Folks can get a wee bit post-modernist sometimes in intellectualizing REST. I am guilty of doing a bit of that because it hits on some many of my hobby horses: the relationship between proper nouns and query expressions, the relationship between regular and irregular verbs and why human language has both, the relationship between what is known as "information integration" and what is known as "process integration" and how mashups really crystallize the issues surrounding pull- and push-centric design.

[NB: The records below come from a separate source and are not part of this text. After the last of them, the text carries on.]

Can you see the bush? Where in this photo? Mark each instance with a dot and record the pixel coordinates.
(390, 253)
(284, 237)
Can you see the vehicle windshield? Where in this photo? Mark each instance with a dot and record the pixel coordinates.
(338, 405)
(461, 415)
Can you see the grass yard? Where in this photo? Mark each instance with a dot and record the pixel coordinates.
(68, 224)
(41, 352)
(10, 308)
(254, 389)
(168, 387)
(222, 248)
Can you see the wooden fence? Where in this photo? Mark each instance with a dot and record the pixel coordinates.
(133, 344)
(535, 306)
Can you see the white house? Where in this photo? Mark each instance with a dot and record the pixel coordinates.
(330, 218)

If I had to pick one para that, for me, gets to the heart of REST, to add to Tim's list it would be this:
A lot of EAI which, on the face of it, appears to call for full-on, push-centric, reliable coupling of systems, can be recast in much, much simpler pull-centric form that requires nothing more than
- A well designed information space mapped directly into de-referencable URIs
- Proven, off-the-shelf HTTP tools and data formats
- A simple, pull-centric, cache-friendly way of telling when something interesting has happened in the information space
Anybody who things Mashups is just Google maps has missed the real point. This is understandable given the explanatory power of visualisations but the mashup phenonemon is about much, much more than just slapping data on a cool map. It represents nothing less, in my opinion, than a re-casting of the question "how to we integrate the business process in application X with the business process in application Y? Is there a dramatically simpler solution to the push-centric, trasactional, reliable once-and-only-once one that human language has a way of veering us towards?

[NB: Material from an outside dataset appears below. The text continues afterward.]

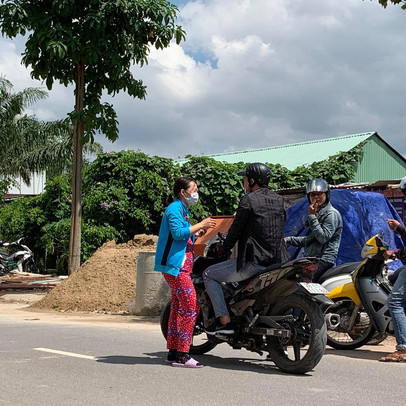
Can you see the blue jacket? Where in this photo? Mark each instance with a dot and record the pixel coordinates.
(173, 237)
(323, 239)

Most of the time, yes, there is. Start with REST and ask yourself this question: "if applications A and B both push out the information that needs to be integrated into HTTP space, can I integrate A and B just using, say HTTP GET and maybe some RSS/Atom eventing?". I predict you will be surprised at just how far that can take you. (Critical hint: Remember GETs are read only. If your business analysis tells you that A sends X to B. Recast that as A publishes X into URI space. B GETs X from its URI. If B cannot GET it for whatever reason, it just GETs it again.